ビジネスで突然、ゲームのルールが変わることがある。
今までうまくいっていた方法で一所懸命に仕事をしていても、うまくいかなくなることがある。駅馬車が突然自動車に変わったように、カメラが突然スマホに置き換わったように、ビジネスの前提であるルールが突然変わることがある。
これまでと同じようにしていては勝てない。
新たなルールに適応しないと、勝てない。いかにゲームのルールの変化の意味を読み込み、分析して、勝つべきシナリオをスピーディーに考え、それにもとづき、準備して、行動しないと勝てない。
柔道も、ゲームのルールが変わることがある。
柔道の審判規定がかわる。かつて柔道のルールは、一本・技有り・有効、効果だったのが、効果・有効がなくなり、一本と技有りだけになった。技有りふたつであわせて一本というルールがなくなり、一本をとらないと勝てない。寝技もかつては30秒だったのが、25秒となり、今回20秒となった。
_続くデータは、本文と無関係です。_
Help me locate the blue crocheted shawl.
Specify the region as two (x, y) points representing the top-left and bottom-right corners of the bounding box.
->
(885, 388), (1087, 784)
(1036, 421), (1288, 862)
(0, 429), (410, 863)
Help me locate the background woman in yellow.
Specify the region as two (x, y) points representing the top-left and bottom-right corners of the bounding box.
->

明らかに一本重視。攻めずに相手のミスをまつ、反則を誘うなど、およそ柔道ではないやり方で勝つという戦略は通用しなくなる。
このようにルールはかわっていく。
このルールの変更だけに目を向けるだけでなく、このルール変更の背景、考えかたなどの基本トレンド、基本潮流を読んで、勝つべきシナリオを描かないと、今までどおりでは柔道は勝てなくなる。それはビジネスと同じであり、ビジネスの鉄則である。
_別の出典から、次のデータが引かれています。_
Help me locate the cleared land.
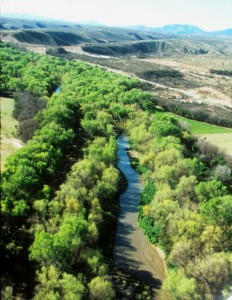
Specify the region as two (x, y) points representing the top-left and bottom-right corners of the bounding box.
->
(197, 133), (232, 156)
(1, 97), (23, 171)
(175, 116), (232, 155)
(176, 116), (232, 134)
(138, 54), (232, 104)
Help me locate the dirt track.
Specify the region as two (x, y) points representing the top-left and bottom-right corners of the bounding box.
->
(114, 135), (166, 291)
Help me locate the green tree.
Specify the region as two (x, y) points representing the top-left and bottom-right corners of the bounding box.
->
(34, 265), (85, 300)
(149, 115), (181, 138)
(200, 195), (232, 247)
(163, 269), (200, 300)
(88, 276), (115, 300)
(169, 239), (198, 270)
(30, 216), (88, 267)
(97, 165), (119, 199)
(195, 180), (228, 203)
(187, 252), (232, 298)
(1, 286), (13, 300)
(175, 175), (197, 205)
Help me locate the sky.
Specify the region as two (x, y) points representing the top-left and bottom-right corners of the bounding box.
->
(1, 0), (232, 31)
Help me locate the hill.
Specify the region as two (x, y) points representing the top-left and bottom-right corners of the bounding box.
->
(208, 28), (232, 36)
(0, 16), (81, 30)
(1, 29), (170, 51)
(1, 17), (232, 37)
(1, 18), (232, 58)
(1, 28), (229, 57)
(152, 24), (204, 35)
(130, 24), (232, 36)
(1, 17), (231, 119)
(81, 39), (222, 57)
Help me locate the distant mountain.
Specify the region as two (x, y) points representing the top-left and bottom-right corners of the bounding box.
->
(152, 24), (204, 35)
(130, 24), (204, 35)
(1, 14), (104, 29)
(210, 28), (232, 36)
(130, 24), (232, 36)
(0, 15), (82, 30)
(1, 16), (231, 37)
(1, 13), (73, 23)
(78, 20), (104, 26)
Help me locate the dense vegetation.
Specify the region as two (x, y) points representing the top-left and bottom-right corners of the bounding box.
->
(210, 69), (232, 77)
(156, 98), (232, 128)
(0, 44), (62, 96)
(13, 92), (47, 142)
(0, 43), (154, 299)
(138, 69), (183, 80)
(1, 42), (232, 300)
(126, 112), (232, 299)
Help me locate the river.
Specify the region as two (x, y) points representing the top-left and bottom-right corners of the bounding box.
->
(114, 135), (166, 289)
(55, 85), (61, 93)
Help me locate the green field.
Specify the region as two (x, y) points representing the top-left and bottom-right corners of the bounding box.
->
(177, 116), (232, 155)
(199, 133), (232, 156)
(174, 115), (232, 134)
(1, 97), (18, 137)
(1, 97), (23, 171)
(156, 111), (232, 155)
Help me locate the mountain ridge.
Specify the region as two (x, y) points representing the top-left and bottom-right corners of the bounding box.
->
(130, 24), (232, 36)
(150, 24), (204, 34)
(1, 15), (231, 36)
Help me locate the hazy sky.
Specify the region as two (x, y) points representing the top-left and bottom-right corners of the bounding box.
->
(1, 0), (232, 30)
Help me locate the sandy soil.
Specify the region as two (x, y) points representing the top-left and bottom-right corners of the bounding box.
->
(25, 45), (47, 54)
(139, 57), (207, 73)
(1, 138), (23, 171)
(1, 138), (23, 149)
(64, 45), (116, 58)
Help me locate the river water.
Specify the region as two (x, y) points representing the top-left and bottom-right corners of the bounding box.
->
(55, 85), (61, 93)
(114, 135), (166, 288)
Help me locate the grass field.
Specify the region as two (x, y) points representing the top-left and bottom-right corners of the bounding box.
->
(178, 117), (232, 155)
(175, 115), (232, 134)
(156, 111), (232, 155)
(198, 133), (232, 156)
(1, 97), (23, 171)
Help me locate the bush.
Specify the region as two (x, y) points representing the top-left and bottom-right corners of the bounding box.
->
(88, 276), (115, 300)
(162, 270), (200, 300)
(140, 181), (156, 205)
(139, 216), (160, 244)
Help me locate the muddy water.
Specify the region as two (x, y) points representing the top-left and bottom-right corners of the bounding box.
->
(114, 135), (166, 288)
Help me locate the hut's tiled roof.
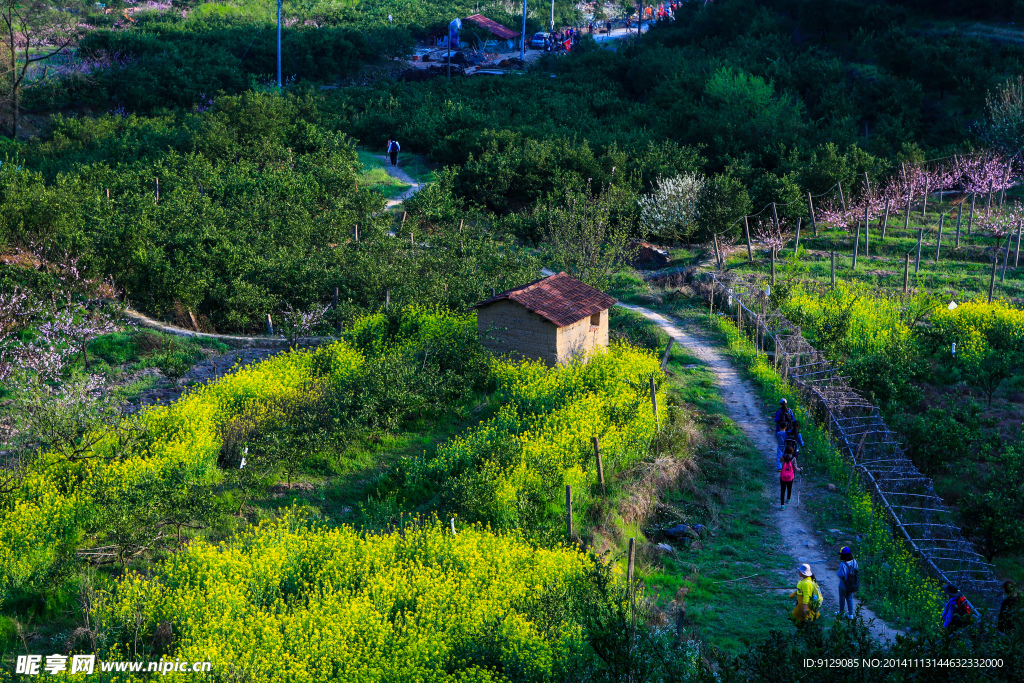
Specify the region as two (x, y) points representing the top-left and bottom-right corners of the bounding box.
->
(463, 14), (520, 40)
(472, 272), (616, 328)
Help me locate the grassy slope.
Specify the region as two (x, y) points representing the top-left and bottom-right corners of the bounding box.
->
(356, 150), (412, 198)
「組む、投げる、場外にでない。そして何よりも相手に思いを致す」が柔道の基本コード。
日本に生まれた柔道文化は、世界に広がり世界柔道文化になった。 世界に広がるなかで、世界基準のもとで、刻々とルールが変わる。白い柔道着がカラーになったことは、まさに世界基準。
日本発祥の柔道が世界に移転、伝播した。
日本発祥だから、柔道はこういうやり方でなければならない、こういうものだと、こだわっては成長しない。時代の空気にあわせて、変化していかねばならない。
もともとの基本の柔道「コード」は変えてはいけない。
しかし柔道を愛する人を増やし柔道を成長するための戦略、戦術、ルールは変えつづけなければならない。世の中の変化に、時流に適応していかなければならない。柔道「モード」は適宜変更していかなければならない。ルールの変更はこの文脈にある。
女性柔道は増えているが、男性柔道家が減少している。
この現状および将来に向け、柔道の魅力を伝えたい、かつてあった柔道の「佳さ」を取り戻すため、2020年の東京オリンピック・パラリンピックに向け、世界柔道は日本柔道が生み出した柔道「コード」に戻ろうというゲームのルールの変更が行われている。
8月26〜27日に尼崎で全日本実業柔道個人選手権大会が開催された。大阪ガスの柔道部の選手もオリンピック選手、全国レベルの選手にまじり、奮闘した。